Il s'est créé au fil des jours un petit rituel dans le quotidien du roi. Désormais, pour se rendre à la salle du trône où il reçoit les doléances de ses sujets, il emprunte le couloir qui longe la cour des soldats, et ainsi, il peut s'accorder sans trop culpabiliser une minute pour repérer et contempler son petit favori. Il se rend vite compte que Kageyama excelle dans le domaine du tir à l'arc, et en conçoit une certaine admiration –certes il n'est pas un prince, mais alors ? Sa valeur s'exprime dans son talent.

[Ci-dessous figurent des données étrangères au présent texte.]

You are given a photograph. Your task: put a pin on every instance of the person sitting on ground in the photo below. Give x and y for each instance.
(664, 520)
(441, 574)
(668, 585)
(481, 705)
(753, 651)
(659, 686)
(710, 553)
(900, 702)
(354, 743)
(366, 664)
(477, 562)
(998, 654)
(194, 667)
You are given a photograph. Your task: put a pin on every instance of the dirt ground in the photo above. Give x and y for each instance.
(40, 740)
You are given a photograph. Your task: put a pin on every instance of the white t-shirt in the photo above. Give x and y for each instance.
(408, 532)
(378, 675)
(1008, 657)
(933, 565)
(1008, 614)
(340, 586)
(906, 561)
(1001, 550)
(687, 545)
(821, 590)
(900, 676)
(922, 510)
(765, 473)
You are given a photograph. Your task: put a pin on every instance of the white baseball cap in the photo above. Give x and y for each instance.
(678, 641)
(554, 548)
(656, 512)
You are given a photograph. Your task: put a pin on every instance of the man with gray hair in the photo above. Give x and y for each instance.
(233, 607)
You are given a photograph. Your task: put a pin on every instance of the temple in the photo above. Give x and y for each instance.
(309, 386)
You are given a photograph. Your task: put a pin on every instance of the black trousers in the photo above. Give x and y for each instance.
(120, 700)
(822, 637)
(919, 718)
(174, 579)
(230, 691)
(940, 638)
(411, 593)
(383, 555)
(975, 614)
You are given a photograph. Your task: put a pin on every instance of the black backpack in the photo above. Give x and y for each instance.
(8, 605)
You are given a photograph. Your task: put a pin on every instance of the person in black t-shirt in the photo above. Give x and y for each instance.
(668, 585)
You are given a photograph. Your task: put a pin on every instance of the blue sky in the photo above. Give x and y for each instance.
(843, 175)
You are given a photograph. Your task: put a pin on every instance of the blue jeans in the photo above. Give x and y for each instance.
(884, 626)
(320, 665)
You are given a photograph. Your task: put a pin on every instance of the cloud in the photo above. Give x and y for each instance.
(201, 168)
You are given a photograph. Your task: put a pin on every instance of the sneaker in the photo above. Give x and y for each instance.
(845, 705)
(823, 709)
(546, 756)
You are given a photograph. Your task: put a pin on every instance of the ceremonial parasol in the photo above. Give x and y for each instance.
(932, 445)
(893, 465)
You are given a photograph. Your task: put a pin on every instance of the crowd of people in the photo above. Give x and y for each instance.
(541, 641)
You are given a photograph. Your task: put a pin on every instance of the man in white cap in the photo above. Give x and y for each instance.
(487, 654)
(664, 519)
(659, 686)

Il tâche de repérer les lieux où il aperçoit souvent les soldats, et s'efforce d'imaginer comment dévier sa trajectoire pour y passer. Cependant, il remarque que souvent celui qu'il cherche n'est pas avec eux, et déduit, avec un peu d'amertume, qu'il doit rester dans sa chambre ou s'entraîner tout le temps qu'il a de libre. Ainsi, le couloir qu'il commence à user de ses pas est surtout celui qui donne sur la cour d'entraînement, et Oikawa, pour presque chaque déplacement à travers le château qu'il doit faire, l'emprunte ; après plus d'une semaine, parfois même inconsciemment.

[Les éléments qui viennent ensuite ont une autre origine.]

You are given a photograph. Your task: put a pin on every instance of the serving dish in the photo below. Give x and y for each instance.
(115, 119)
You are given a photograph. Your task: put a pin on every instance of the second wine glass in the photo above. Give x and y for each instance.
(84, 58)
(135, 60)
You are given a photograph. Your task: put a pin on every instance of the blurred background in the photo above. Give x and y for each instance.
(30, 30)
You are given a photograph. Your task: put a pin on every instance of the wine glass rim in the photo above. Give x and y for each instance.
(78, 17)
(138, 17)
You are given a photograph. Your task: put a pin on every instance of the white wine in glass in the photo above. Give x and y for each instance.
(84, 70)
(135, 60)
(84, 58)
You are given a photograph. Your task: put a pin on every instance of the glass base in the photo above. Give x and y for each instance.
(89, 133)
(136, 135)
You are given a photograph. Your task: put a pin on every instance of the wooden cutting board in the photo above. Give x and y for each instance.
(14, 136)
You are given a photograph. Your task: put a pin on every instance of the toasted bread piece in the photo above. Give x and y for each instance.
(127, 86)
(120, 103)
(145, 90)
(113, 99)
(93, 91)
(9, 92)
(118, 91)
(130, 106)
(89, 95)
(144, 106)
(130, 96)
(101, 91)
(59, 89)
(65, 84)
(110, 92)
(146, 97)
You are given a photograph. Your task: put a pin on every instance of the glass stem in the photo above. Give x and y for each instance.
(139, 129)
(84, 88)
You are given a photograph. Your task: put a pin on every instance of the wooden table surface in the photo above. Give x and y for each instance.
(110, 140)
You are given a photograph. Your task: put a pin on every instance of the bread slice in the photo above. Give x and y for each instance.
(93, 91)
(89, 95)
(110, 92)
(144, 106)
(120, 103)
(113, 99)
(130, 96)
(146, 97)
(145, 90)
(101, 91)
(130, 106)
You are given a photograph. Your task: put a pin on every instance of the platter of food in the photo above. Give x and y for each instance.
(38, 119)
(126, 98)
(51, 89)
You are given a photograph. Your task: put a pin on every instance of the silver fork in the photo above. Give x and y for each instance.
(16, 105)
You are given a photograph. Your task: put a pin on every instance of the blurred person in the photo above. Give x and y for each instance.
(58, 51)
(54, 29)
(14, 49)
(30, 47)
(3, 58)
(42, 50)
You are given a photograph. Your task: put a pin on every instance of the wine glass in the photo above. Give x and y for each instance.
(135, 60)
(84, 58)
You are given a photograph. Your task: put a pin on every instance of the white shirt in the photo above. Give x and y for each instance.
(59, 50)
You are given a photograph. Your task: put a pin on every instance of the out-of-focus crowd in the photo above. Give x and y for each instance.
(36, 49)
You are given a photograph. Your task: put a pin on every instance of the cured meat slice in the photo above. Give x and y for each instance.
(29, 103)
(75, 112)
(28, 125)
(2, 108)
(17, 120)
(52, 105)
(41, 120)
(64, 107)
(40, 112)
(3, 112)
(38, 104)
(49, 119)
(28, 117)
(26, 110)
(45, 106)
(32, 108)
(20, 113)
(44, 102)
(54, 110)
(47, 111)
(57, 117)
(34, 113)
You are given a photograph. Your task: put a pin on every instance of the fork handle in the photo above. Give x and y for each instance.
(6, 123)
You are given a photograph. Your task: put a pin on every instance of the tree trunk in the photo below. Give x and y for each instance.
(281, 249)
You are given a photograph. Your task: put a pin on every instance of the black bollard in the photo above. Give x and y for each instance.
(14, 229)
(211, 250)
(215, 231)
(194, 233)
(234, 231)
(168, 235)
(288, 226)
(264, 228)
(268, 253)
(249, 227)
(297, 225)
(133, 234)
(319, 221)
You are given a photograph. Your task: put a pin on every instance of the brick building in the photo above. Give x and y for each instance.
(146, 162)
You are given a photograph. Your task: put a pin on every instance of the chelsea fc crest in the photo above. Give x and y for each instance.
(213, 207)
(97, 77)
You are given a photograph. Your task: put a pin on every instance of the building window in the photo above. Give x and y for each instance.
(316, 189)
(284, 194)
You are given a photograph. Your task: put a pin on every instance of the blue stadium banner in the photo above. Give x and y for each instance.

Le second grand moment de la journée est celui du dîner, où, pour sa plus grande joie, contrairement au premier soir, il peut maintenant observer Kageyama. Lequel a par ailleurs pris le pli bienheureux de ne pas se placer en bout de table, c'est-à-dire d'être chaque soir tout à fait dans le champ de vision du roi. Le monarque par ailleurs, se force à limiter ses œillades à ce moment, pour éviter que sa mère ne le surprenne d'abord, mais aussi pour se dispenser des brimades d'Iwaizumi, qui, il le sent, le surveille de près. Tout cela est un grand jeu de regards furtifs.

Une chose surtout pousse Oikawa vers l'avant, c'est l'intime conviction que cet intérêt est réciproque. Peut-être n'aurait-il pas poursuivi son manège assidu, s'il n'avait pas remarqué l'effet, perceptible dès le commencement, qu'il produit sur le jeune homme.

Il n'a pas manqué de surprendre les regards curieux qu'il lui lance depuis la table des chevaliers, le soir, et pour cause ; leurs yeux se croisent souvent, se détournent aussitôt pour se rencontrer à nouveau la seconde suivante. Ces regards sont rapidement devenus un jeu implicite, qu'ils entretiennent chaque jour au dîner. Et plus d'une fois, après un tel échange où s'alternent les regards surpris et désireux de se retrouver, Iwaizumi lui demande en sachant fort bien la raison, pourquoi il sourit ainsi.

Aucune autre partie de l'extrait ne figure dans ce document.